This year we wanted to make big improvements in the Sencha Forums. We started by adding post voting, JIRA integration and trends. Next up, we set out to make search better. Here’s what we’ve done to make search more useful for the community.
Table of Contents
The Sencha forum is built on vBulletin, which has a built-in search function. I’ve found vBulletin’s built-in search to be pretty accurate for most cases and it offers many advanced search options. The built-in search also allows us to render results using Sencha templates—which is nice. The issue with this search is that it’s not optimized for large communities, and as the community grew, we had to replace the native search with Google search for performance reasons.
However, this had its own disadvantages: Google search was very fast but you couldn’t search particular forums; accuracy wasn’t as good as native search; and, the results were not rendered within our template. In other words, we fixed the server load issue but dropped features.
Neither solution worked for our community which led us to build our own search solution for the Sencha Forums. Our goals were for the solution to be fast, flexible and easy on the servers without sacrificing accuracy. Our very top priority was to have both accuracy AND performance.
The core of the new search service is powered by Apache Solr, an open source enterprise search platform from the Apache Lucene project. At the heart of Apache Solr is Lucene Core, an advanced search engine library implemented in Java and designed to be highly accurate, very fast at indexing and searching documents at large scale. Apache Solr extends Lucene Core to provide an easy to use RESTful API, additional data types, advanced text analysis, query parser extensions, full and delta import capabilities, and much more.

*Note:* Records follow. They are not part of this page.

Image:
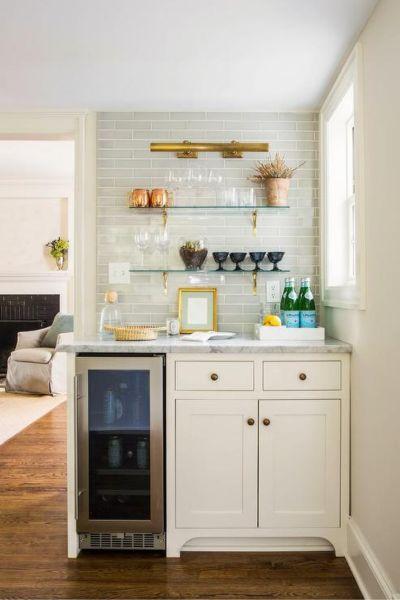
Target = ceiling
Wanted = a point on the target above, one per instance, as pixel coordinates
(174, 54)
(36, 160)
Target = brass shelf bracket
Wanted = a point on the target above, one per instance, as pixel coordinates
(165, 282)
(254, 275)
(254, 216)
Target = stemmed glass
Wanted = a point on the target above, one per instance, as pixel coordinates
(162, 242)
(142, 241)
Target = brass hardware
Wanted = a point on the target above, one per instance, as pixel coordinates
(165, 282)
(254, 221)
(188, 149)
(254, 275)
(186, 152)
(232, 152)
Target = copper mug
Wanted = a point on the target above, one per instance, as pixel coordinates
(159, 198)
(139, 198)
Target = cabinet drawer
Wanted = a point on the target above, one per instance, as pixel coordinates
(302, 375)
(214, 376)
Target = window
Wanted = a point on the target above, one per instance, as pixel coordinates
(341, 231)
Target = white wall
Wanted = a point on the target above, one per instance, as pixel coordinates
(27, 224)
(375, 332)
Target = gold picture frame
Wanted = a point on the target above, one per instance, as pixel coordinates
(197, 308)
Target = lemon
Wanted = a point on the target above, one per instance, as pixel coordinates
(272, 321)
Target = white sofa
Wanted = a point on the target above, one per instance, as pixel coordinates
(34, 369)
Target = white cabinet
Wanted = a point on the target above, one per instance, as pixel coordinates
(216, 463)
(231, 484)
(299, 463)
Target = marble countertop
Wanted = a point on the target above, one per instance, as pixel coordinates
(173, 344)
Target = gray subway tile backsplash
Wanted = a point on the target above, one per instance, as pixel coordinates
(125, 162)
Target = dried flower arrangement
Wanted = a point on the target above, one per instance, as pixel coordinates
(275, 174)
(274, 168)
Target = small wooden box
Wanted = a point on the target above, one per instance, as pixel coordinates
(289, 334)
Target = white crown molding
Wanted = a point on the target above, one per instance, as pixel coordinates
(51, 276)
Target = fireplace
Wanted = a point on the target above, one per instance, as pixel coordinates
(23, 312)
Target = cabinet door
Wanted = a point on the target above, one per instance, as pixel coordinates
(216, 463)
(299, 472)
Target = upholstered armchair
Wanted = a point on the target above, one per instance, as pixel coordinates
(36, 369)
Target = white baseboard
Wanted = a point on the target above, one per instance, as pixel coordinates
(371, 578)
(257, 545)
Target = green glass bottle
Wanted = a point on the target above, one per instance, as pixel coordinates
(307, 305)
(282, 306)
(292, 316)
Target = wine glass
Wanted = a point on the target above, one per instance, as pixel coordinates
(274, 258)
(142, 241)
(162, 242)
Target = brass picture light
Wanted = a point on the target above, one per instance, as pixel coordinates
(188, 149)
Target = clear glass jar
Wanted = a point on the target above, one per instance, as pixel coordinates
(110, 316)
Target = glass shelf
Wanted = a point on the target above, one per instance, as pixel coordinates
(166, 271)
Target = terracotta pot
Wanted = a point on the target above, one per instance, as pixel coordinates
(193, 259)
(277, 190)
(139, 198)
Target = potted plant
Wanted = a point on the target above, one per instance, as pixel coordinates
(193, 253)
(58, 250)
(275, 174)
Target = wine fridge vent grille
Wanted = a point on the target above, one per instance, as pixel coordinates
(122, 541)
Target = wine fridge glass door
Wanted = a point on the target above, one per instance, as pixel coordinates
(122, 451)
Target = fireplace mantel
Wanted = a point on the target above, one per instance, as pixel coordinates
(50, 282)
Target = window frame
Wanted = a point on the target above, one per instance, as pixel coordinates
(352, 294)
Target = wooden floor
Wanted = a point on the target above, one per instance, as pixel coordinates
(33, 547)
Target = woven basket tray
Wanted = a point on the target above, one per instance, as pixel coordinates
(135, 333)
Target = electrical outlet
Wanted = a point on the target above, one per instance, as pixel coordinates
(119, 273)
(273, 291)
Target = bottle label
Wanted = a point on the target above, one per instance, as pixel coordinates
(292, 318)
(308, 318)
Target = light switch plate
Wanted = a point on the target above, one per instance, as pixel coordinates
(273, 291)
(119, 273)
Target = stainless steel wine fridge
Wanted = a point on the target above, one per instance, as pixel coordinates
(120, 451)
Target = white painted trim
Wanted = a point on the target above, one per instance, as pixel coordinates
(44, 276)
(81, 127)
(370, 575)
(350, 297)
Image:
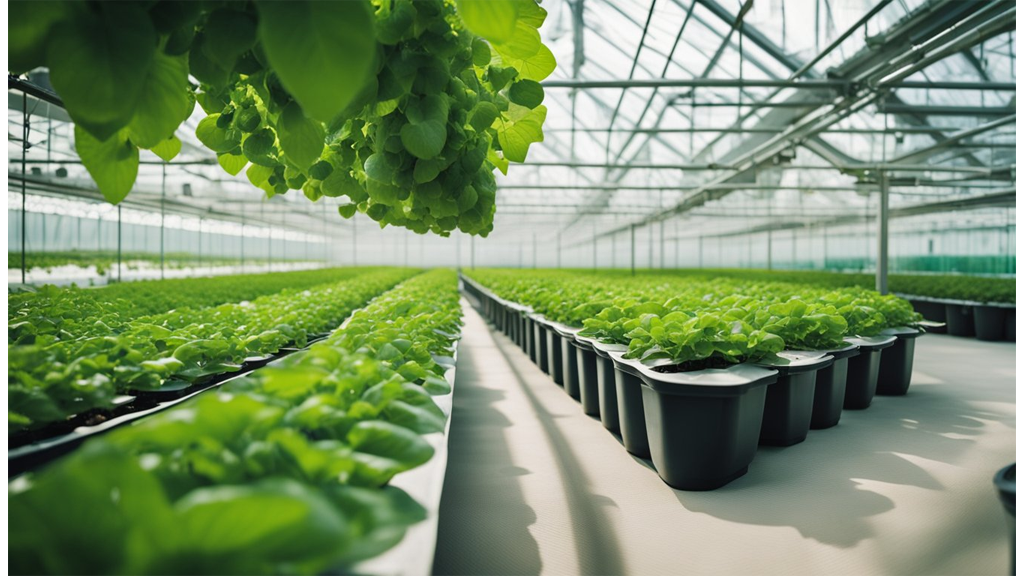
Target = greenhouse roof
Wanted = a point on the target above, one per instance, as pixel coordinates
(725, 118)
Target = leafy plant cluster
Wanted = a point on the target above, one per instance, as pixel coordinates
(394, 104)
(104, 260)
(54, 374)
(283, 471)
(71, 313)
(690, 319)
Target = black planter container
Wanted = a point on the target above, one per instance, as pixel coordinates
(989, 322)
(829, 388)
(896, 365)
(570, 371)
(933, 311)
(704, 425)
(587, 367)
(540, 355)
(960, 320)
(607, 398)
(862, 372)
(1006, 487)
(790, 401)
(553, 343)
(629, 398)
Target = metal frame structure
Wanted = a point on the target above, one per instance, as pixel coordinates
(695, 113)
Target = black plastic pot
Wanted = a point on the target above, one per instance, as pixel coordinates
(960, 320)
(540, 355)
(989, 322)
(790, 401)
(570, 371)
(704, 425)
(629, 397)
(896, 365)
(587, 367)
(933, 311)
(1006, 487)
(829, 388)
(862, 372)
(607, 398)
(552, 342)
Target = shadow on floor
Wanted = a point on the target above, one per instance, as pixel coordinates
(816, 487)
(484, 520)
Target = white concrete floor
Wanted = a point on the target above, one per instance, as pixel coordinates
(536, 487)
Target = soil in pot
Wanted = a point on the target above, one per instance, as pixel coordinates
(632, 425)
(569, 371)
(989, 323)
(960, 320)
(829, 388)
(896, 364)
(704, 426)
(862, 372)
(586, 360)
(790, 402)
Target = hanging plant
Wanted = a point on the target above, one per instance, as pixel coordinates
(403, 107)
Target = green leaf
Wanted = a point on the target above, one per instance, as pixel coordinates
(482, 116)
(323, 50)
(259, 148)
(112, 163)
(301, 137)
(29, 26)
(165, 101)
(527, 93)
(215, 137)
(481, 52)
(515, 136)
(231, 163)
(494, 19)
(98, 64)
(168, 149)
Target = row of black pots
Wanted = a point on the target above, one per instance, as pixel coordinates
(701, 428)
(986, 322)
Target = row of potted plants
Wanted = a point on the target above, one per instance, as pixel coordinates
(698, 379)
(316, 462)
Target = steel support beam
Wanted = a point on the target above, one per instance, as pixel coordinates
(882, 260)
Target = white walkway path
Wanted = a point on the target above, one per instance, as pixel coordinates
(536, 487)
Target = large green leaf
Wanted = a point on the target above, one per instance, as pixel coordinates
(99, 63)
(112, 163)
(494, 19)
(323, 50)
(165, 101)
(517, 133)
(301, 137)
(168, 149)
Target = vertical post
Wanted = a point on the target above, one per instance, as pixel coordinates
(25, 170)
(535, 250)
(242, 240)
(633, 252)
(660, 246)
(558, 253)
(119, 243)
(882, 268)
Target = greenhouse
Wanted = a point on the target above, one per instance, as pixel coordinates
(511, 287)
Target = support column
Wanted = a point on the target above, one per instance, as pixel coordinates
(633, 251)
(882, 265)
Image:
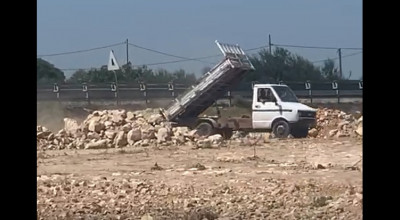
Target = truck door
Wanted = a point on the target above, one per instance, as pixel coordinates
(264, 108)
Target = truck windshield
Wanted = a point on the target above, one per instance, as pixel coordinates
(285, 94)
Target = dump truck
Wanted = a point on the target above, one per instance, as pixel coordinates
(275, 107)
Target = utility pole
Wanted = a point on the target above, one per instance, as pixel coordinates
(270, 44)
(340, 62)
(127, 52)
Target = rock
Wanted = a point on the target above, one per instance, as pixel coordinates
(181, 131)
(215, 139)
(342, 134)
(96, 145)
(134, 135)
(341, 124)
(120, 139)
(313, 132)
(108, 124)
(117, 119)
(155, 119)
(206, 143)
(130, 116)
(359, 120)
(126, 128)
(43, 134)
(163, 135)
(96, 126)
(146, 217)
(359, 130)
(148, 132)
(267, 137)
(333, 132)
(71, 126)
(357, 114)
(192, 134)
(50, 137)
(93, 135)
(110, 134)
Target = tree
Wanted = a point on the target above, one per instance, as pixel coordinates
(48, 73)
(280, 65)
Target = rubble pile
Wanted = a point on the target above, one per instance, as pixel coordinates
(126, 197)
(121, 128)
(336, 123)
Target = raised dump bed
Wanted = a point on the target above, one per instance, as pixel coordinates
(211, 87)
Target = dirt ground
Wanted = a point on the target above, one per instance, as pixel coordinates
(282, 179)
(310, 178)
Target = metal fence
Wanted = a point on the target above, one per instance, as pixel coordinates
(145, 92)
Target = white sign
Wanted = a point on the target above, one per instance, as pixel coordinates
(112, 62)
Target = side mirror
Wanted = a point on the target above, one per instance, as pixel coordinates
(274, 100)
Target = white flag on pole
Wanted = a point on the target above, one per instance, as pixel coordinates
(112, 62)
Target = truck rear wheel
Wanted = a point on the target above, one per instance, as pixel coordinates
(204, 129)
(281, 129)
(299, 131)
(227, 133)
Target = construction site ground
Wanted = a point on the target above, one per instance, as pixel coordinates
(309, 178)
(331, 167)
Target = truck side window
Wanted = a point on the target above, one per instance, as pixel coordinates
(265, 95)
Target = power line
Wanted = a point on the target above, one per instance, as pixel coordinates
(336, 58)
(317, 47)
(80, 51)
(167, 54)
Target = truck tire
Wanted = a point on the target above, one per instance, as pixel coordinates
(227, 133)
(281, 129)
(205, 129)
(299, 131)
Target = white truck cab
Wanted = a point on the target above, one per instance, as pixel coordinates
(275, 107)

Apache Solr was a perfect fit for this project for the high performance search capabilities it is well-known for. Beyond high performance, we needed our search solution to return results scored according to relevancy rules we could control and change over time as needed. We also wanted to provide a search query interface that could be easy to use by anyone yet powerful and flexible for the power-user. Solr gave us the control and flexibility we needed for our specific search requirements.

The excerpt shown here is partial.